MIS416が抗炎症性サイトカインを誘導することを示すグラフである。 MIS416の単回瞬時大量i.v.投与後の、自己免疫性患者における血清Th2サイトカインの阻害を示すグラフである。 MIS416を用いて最長で12週間まで進行型MS患者を治療すると、白血球遊走にとって重要な細胞接着分子の血清レベルが低下することを示すグラフである。 MIS416が、もっとも強力なIFNα分泌免疫細胞である形質細胞様樹状細胞によるIFNαの生成を誘導することを示し、かつIFNαは一部の形態の多発性硬化症において臨床的有用性を示すグラフである。 MIS416が、非自己MHC抗原(非自己抗原)に反応してT細胞増殖を阻害し、T細胞増殖を阻害することができる薬剤は、多発性硬化症に関連する自己反応性T細胞活性化を抑制できる潜在的可能性があることを示すグラフである。 A〜Cは、MIS416が疾患誘導時に投与されると、再発寛解型多発性硬化症のマウスモデルにおける発症率および発生率を低下させるメカニズムを誘導することを示すグラフである。 MIS416を用いて事前治療を実施すると、多発性硬化症の再発寛解型マウスモデルにおいて疾患の自然治癒期を強化するメカニズムが誘導されることを示すグラフである。 MIS416を用いた進行型MS患者の長期治療によって、白血球輸送において重要な可溶性接着分子の増加レベルが継続的に抑制されることを示すグラフである。 (A)及び(B)は、多発性硬化症のマウスモデルにおいて実験的アレルギー性脳脊髄炎(EAE)の誘導時に投与されたMIS416が疾患の発症率および重症度を低下させることを実証する繰り返し試験(実験#2)の結果を示すグラフである。 実験#2において、マウスのEAEモデルにおいて疾患誘導時にMIS416を用いて治療しても、最大疾患スコアが大幅に低下することを示すグラフである。 (A)及び(B)は、マウスのEAEモデルにおいて疾患誘導時にMIS416を用いて治療すると、末梢性血清中のIFN−γの含有レベルが大幅に増加することを示すグラフである。 マウスのEAEモデルにおいて疾患誘導時にMIS416を用いて治療すると、末梢性血中単球の絶対数がEAEの誘導後22日目に大幅に増加することを示すグラフである。

Claims (14)

  1. 架橋結合されて微小粒子を形成しているムラミルジペプチドを包含する組成物を、多発性硬化症の治療を必要とする被験体に投与することを含む、多発性硬化症を治療する方法。

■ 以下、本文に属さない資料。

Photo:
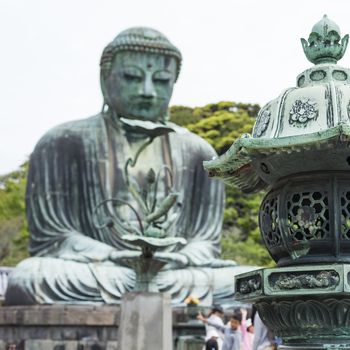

  2. 架橋結合されて微小粒子を形成しているムラミルジペプチドを包含する組成物を、多発性硬化症の症状の治療を必要とする被験体に投与することを含む、多発性硬化症の症状を治療する方法。
  3. 多発性硬化症の治療において有効な1つ以上の他の活性薬剤を投与することを含む、請求項1に記載の方法。
  4. 治療対象となる多発性硬化症のタイプが進行型多発性硬化症および再発寛解型多発性硬化症から選択される、請求項1〜3のいずれか一項に記載の方法。
  5. 上記進行型多発性硬化症が、一次性進行型多発性硬化症、二次性進行型多発性硬化症、または、慢性進行型多発性硬化症から選択される、請求項4に記載の方法。
  6. 治療対象となる多発性硬化症のタイプが再発寛解型多発性硬化症である、請求項4に記載の方法。
  7. 上記組成物が、筋肉内投与、腹腔内投与、静脈内投与、皮下投与、直腸投与、経鼻投与、経口投与、胃内投与、および、経肺投与から選択される手段によって被験体に投与される、請求項1〜6のいずれか一項に記載の方法。
  8. 上記組成物が注入または注射によって被験体に投与される、請求項1〜6のいずれか一項に記載の方法。
  9. 上記組成物が50μg〜1500μgの範囲の投与量で上記被験体に投与される、請求項1〜8のいずれか一項に記載の方法。
  10. 上記組成物が1日に1回、1週間に1回、2週間に1回、または、1ヶ月に1回、上記被験体に投与される、請求項1〜9のいずれか一項に記載の方法。
  11. 多発性硬化症の治療において使用される上記1つ以上の他の活性薬剤が、架橋結合されて微小粒子を形成するムラミルジペプチドを包含する上記組成物と同時にまたは任意の順で投与される、請求項3に記載の方法。
  12. 多発性硬化症の治療において使用される上記1つ以上の他の活性薬剤が、副腎皮質ステロイド薬、インターフェロン、グラチラマー酢酸塩、ミトキサントロン、抗体、または、これらの組み合わせから選択される、請求項11に記載の方法。
  13. 多発性硬化症または多発性硬化症の症状の治療のための、架橋結合されて微小粒子を形成しているムラミルジペプチド、または、架橋結合されて微小粒子を形成しているムラミルジペプチドを包含する組成物。
  14. 多発性硬化症の治療における併用療法のための、架橋結合されて微小粒子を形成しているムラミルジペプチド、または、架橋結合されて微小粒子を形成しているムラミルジペプチドを包含する組成物。